In de naoorlogse periode werden wanhopige inspanningen gedaan om de slachtoffers van de Tweede Wereldoorlog en de daaropvolgende burgeroorlog sociale steun te bieden. Een poging om IKA te reorganiseren mislukte in 1951. Agrarische sociale zekerheid werd opgericht in 1961.
De repressieve hervorming van de sociale zekerheid van 1990 probeerde uiteindelijk het sociale beleid van de jaren 1960, 1970 en 1980 te corrigeren. De aard van het Griekse sociale zekerheidsstelsel is uniek – een mozaïek van bijna vierhonderd sociale zekerheidsfondsen – dat enorme ongelijkheden, inconsistenties en inefficiënties reproduceert. Bovendien bereikte het ‘systeem’ eind jaren tachtig een financiële patstelling en bedreigde het land zelf met een faillissement.
De gebrekkige ontwikkeling van het socialezekerheidsstelsel weerspiegelt de onverantwoordelijkheid, besluiteloosheid en opportunisme van de Griekse politiek, die niet in die mate aanwezig waren in andere Europese landen. Het blijkt dat het sociale zekerheidsmodel in Griekenland beschamend wordt gekenmerkt als een opeenstapeling van politieke omkoping ten gunste van bepaalde sociaal-professionele groepen. Rationele beslissingen zijn nooit genomen.
We kunnen alleen de vele duizenden vondsten van sociale verzekeringsmaatschappijen tonen, en daarmee op basis van ondersteunende documenten, die helaas niet voor mij beschikbaar waren en die bovendien uiterst zeldzaam zijn, deze individuele Griekse sociale zekerheidsfondsen benaderen door alle vondsten in catalogi en lijsten voor verzamelaars te tonen.

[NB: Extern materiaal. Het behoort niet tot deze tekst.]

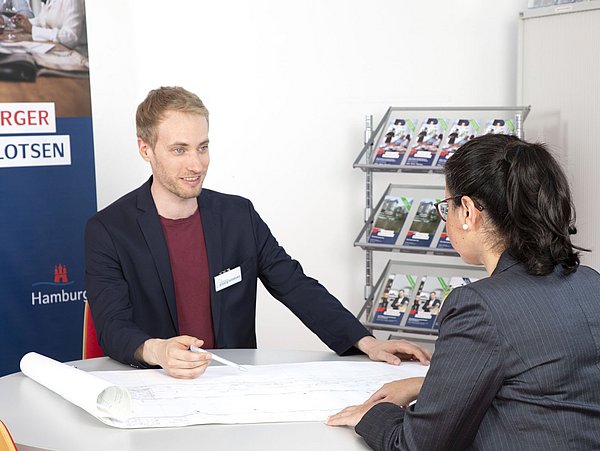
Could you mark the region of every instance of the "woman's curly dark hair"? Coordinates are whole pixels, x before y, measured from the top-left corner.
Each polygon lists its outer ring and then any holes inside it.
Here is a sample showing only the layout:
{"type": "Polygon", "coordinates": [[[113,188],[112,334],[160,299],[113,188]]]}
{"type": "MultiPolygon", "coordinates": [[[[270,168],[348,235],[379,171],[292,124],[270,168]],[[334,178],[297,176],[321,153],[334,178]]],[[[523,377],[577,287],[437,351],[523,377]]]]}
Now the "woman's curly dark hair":
{"type": "Polygon", "coordinates": [[[458,149],[444,172],[450,194],[481,203],[497,241],[529,273],[545,275],[557,265],[564,274],[577,270],[577,250],[587,249],[571,243],[577,230],[569,183],[545,145],[483,135],[458,149]]]}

Hier enkele voorbeelden van pensioenzegels voor tabakswerkers uit de jaren ’30:
Lijst van relevante afkortingen
T.b.v. deze serie artikelen over deze Griekse zegels hierbij een lijst met relevante afkortingen:
ADEDY: Trade Union of Public Servants
ATE: Agricultural Bank of Greece
CPI: Consumer’s Price Index
DEI: Public Electricity Company
EAM: National Liberation Front
EAP: Committee for the Refugees Restoration
EDA: Greek Democratic Left Party
EDES: National Republican Greek League
EEC: European Economic Community
ELAS: National Popular Liberation Army
EPPA: Greek War Provisions
ERE: National Radical Union
ESY: National Health Service
ETVA: Bank of Industrial Development
GCGL: General Confederation of Greek Labour (in Greek GSEE)

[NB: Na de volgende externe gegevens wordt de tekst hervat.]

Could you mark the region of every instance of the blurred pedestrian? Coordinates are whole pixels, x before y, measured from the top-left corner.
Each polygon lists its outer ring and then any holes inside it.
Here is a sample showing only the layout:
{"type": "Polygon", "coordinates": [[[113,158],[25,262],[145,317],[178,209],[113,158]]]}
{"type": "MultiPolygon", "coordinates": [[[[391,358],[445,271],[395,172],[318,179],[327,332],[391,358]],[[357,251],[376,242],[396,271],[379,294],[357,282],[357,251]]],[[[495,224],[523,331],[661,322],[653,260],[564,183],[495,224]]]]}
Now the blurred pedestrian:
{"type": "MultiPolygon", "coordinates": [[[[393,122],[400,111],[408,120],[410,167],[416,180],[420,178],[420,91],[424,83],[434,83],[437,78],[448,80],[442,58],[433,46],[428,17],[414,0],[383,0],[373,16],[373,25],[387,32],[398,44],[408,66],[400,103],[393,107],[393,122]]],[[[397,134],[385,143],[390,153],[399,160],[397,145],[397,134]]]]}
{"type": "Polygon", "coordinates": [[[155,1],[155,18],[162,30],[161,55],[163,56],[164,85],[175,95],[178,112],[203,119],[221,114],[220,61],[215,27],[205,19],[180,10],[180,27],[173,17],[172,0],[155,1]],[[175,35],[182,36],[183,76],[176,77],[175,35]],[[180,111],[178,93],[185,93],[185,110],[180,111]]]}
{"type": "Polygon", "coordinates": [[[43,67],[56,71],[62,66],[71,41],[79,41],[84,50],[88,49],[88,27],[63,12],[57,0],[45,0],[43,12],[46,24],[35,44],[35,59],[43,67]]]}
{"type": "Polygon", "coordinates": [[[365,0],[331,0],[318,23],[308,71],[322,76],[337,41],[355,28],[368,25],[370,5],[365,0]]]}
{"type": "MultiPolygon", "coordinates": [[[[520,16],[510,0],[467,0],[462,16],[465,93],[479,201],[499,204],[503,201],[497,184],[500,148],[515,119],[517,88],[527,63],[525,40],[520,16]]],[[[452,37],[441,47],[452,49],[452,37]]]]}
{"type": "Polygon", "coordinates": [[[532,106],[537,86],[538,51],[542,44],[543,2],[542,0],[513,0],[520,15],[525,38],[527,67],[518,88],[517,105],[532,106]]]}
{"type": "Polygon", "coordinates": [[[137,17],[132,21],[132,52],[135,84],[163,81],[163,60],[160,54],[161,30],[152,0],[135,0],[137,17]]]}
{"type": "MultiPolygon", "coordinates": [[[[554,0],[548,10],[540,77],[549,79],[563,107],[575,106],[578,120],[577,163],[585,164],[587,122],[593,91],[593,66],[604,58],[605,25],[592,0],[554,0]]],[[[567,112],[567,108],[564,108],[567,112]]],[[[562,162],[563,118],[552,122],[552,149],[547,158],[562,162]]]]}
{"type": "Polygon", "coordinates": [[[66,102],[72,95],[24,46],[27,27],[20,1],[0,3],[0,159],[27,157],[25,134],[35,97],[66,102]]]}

GDP: Gross Domestic Product
GENOP-DEI: Electricity Employees’ Trade Union
GNP: Cross National Product
GP: General Practitioners
GRC: Greek Red Cross
GSEVEE: Greek General Federation of Professional Manufacturers and Merchants
IKA: Social Insurance Organization
ILO: International Labour Office
KYP: Central Intelligence Service
MP: Member of Parliament NAT: Seamen’s
Insurance Fund NBS: National Blood Service
NHS: National Health Service
OAAA: Employment and Unemployment Organization (later O.A.E.D.)
OECD: Organization of Economic Countries Development
OGA: Agricultural Insurance Organization
OTE: Greek Telecommunications Company
OTOE: Trade Union of Bank Employees
PASOK: Pan-Hellenic Socialist Party
PIKPA: National Rehabilitation Centre of Handicapped Children
SEV: Association of Greek Industrialists
TAE: Traders’ Insurance Fund
TEVE: Professionals and Handicraftsmen Insurance Fund
TSA: Drivers’ Pension Fund
UNRRA: United Nations Relief and Rehabilitation Administration
WHO: World Health Organization
Bron: Wolfgang Morscheck, Bad Säckingen, en Gunter Wagner, Filderstadt (beiden Duitsland).